I’m silent, just staring. What? What did I forget?

‘There’s a security camera outside the clinic.’

Oh God, he’s right. I can see where he’s going with this before he says it. He knows, but he says it anyway.

‘One word from me to get last night’s recording looked at and at best all that will happen to you is that your chances of future employment are screwed. At best.’

He jabs a finger at me and I flinch. The pills. The file with all the notes on Adele. Psychotic break. Sociopathic tendencies. Maybe it’s him who has them. Maybe he’s not only a mercenary after his wife’s money. Maybe he’s the madman. But still, although he has me over a barrel, none of this would look good on him if I got to have my say. I’m a threat to him too.

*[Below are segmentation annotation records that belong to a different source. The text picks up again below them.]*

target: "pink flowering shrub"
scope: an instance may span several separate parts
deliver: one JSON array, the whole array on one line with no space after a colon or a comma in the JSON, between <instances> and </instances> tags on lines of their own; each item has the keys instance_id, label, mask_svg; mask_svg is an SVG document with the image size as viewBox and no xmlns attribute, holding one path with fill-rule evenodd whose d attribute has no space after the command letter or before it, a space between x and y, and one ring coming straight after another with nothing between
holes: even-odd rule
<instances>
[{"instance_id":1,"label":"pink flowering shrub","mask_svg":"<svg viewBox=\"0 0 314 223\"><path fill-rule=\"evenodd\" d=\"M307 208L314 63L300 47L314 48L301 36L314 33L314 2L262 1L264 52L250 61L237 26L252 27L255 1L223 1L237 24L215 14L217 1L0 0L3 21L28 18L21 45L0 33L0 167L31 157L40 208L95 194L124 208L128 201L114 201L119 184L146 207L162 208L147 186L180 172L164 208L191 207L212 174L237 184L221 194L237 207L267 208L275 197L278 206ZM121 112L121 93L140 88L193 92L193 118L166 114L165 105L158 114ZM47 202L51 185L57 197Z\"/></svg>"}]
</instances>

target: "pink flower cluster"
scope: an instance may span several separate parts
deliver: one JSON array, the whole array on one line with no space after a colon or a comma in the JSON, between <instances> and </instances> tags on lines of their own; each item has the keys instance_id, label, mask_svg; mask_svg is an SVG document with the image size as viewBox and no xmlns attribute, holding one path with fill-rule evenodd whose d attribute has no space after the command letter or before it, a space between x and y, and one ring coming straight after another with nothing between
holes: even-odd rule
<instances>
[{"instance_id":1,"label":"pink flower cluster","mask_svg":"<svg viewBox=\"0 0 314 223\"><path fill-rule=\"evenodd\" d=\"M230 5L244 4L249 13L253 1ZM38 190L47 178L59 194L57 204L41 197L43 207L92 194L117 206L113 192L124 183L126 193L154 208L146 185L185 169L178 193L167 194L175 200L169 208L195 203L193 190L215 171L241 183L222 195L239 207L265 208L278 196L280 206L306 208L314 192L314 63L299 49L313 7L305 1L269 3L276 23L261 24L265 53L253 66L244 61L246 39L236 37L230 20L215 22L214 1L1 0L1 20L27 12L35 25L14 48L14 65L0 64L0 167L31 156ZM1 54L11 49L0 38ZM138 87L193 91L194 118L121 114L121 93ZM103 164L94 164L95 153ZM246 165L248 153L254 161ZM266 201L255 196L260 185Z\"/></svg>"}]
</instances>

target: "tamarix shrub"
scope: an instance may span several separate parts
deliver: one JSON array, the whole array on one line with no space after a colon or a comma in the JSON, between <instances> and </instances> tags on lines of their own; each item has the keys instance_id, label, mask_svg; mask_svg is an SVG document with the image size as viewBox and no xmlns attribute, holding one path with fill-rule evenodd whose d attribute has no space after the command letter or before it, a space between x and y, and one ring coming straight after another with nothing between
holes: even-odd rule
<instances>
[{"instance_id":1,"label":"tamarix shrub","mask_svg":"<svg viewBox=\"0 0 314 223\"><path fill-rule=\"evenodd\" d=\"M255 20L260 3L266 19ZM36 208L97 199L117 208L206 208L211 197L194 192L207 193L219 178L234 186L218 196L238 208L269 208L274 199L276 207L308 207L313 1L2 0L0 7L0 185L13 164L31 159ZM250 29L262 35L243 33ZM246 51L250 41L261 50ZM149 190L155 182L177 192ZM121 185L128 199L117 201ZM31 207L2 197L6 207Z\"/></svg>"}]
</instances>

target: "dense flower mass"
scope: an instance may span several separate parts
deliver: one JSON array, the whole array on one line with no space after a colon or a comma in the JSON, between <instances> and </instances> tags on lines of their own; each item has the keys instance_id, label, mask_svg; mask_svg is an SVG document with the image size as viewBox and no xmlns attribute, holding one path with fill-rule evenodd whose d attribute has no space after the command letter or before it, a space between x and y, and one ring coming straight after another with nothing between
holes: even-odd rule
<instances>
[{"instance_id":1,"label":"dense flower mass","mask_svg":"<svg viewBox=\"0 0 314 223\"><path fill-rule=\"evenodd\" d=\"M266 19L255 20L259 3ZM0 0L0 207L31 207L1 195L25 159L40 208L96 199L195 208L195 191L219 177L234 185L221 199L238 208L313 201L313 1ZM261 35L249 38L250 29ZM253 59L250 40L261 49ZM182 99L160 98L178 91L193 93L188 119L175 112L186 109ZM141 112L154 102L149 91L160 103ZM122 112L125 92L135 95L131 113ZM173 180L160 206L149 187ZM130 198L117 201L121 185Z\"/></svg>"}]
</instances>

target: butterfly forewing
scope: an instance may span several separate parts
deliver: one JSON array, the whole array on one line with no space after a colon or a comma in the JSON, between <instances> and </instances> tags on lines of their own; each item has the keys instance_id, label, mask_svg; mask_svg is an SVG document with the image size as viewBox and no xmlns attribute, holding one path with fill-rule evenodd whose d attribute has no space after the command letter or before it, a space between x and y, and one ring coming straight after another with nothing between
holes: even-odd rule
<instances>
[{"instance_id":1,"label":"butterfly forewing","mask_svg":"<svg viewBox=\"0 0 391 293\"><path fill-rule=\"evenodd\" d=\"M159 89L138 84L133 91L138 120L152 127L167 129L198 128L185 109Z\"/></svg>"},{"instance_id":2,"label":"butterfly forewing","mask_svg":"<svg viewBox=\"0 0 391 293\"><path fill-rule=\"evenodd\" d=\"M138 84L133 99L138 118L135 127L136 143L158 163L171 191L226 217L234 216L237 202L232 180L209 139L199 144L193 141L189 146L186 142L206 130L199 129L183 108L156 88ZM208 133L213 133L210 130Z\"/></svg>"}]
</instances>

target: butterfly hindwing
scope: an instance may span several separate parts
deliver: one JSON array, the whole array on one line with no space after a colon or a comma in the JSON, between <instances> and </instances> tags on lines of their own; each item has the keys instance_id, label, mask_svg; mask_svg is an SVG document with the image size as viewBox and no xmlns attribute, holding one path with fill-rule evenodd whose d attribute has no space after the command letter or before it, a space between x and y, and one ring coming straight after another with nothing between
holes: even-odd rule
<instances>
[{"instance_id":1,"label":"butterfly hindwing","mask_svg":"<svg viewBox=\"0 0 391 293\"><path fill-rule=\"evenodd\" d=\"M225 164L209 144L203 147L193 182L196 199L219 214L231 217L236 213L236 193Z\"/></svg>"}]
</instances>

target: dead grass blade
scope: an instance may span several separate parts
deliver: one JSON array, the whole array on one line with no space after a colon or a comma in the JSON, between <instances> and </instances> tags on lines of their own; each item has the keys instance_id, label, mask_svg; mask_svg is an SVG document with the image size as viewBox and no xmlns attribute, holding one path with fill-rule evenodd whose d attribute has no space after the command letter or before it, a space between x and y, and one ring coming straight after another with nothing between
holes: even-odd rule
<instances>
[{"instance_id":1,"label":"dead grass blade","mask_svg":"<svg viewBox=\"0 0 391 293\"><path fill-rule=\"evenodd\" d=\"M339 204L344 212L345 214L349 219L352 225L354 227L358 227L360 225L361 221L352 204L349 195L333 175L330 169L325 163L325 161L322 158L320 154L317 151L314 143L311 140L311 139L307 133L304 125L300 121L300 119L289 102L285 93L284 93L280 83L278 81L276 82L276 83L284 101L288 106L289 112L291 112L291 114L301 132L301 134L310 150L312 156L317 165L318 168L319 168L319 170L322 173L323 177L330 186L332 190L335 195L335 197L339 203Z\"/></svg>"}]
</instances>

‘Stay out of my marriage,’ he finishes. Each word is spat out as if he wishes he could spit right at me.

‘Says the man who fucked me. Maybe you should worry about yourself rather than whatever I’m doing or not doing.’

‘Oh, I do, Louise,’ he says. ‘Trust me, I do.’ He turns to walk away, and then pauses. ‘There’s one thing I’d like to know. One thing I need to know.’

‘What?’

‘How exactly did you meet my wife?’

‘I told you. I bumped into her. I wasn’t stalking her or you or anything.’ Don’t flatter yourself, I want to add.

‘I know that. I mean when and where.’

I stare at him, hesitant. ‘Why does it matter?’

‘Humour me, Louise. I want to know.’

‘It was a morning. I’d just dropped Adam off at school. She was on her way back from walking with you to the clinic and I bumped into her and knocked her down.’ It feels like yesterday and yet so far away. So much has happened since then. My head starts to throb. Ensnared as I am, as much as I’m determined to help Adele, right now I wish I’d never met either of them.

David shakes his head and half smiles. ‘Of course,’ he says.

‘What?’

He looks at me then, directly at me, but his face is in shadow, his eyes glints of glass in the gloom, his words disembodied. ‘My wife has never walked to work with me in the mornings.’

‘I don’t believe you,’ I say. ‘I don’t believe anything you say any more.’

He’s still standing there, a darkening figure, when I close the door, shutting him out, reclaiming my small world, my private space. I press my ear against the door to see if I can hear his footsteps on the concrete outside, but my head is filled with my heartbeat throbbing in my ears.

Oh God, oh God, oh God. What am I doing? Maybe Sophie is right. Maybe I should walk away. How much of my life do I want to fuck up for this? David could make me look like a crazy person to Dr Sykes. To everyone. I could be screwed for work for ever. I could probably go to prison. It’s all my own fault. My curiosity’s fault. If I hadn’t been curious about Adele I would have made my excuses and not gone for coffee that morning. And what did he mean ‘she never walks to work with me’? She must have done. What’s he trying to make me think?

Don’t trust him, I tell myself. Don’t listen to him. Go with what you know. You know about the pills. You know about the calls. You know about his drinking and the money and the file in the office. These things are solid things. And he just threatened you.

Adele still hasn’t texted me back, but even if I do decide to walk away from it all, she needs to know about what I found in the office. She needs to make her own decisions based on that. I’ll go and see her tomorrow and then I’ll leave it all alone. I’ve said that before, but this time I mean it. I have to mean it.

My head is pounding and I sit on the sofa and let my skull rest against the back cushions. I need to calm down. I inhale through my nose and breathe out through my mouth, letting the air get deeper and slower and forcing the tense muscles of my scalp, face, and neck to relax. I empty my thoughts, imagining them being blown away on a night breeze. I don’t want to think about them. I don’t want to think about my mess. I don’t want to think about anything. I want to leave myself behind, just for a while.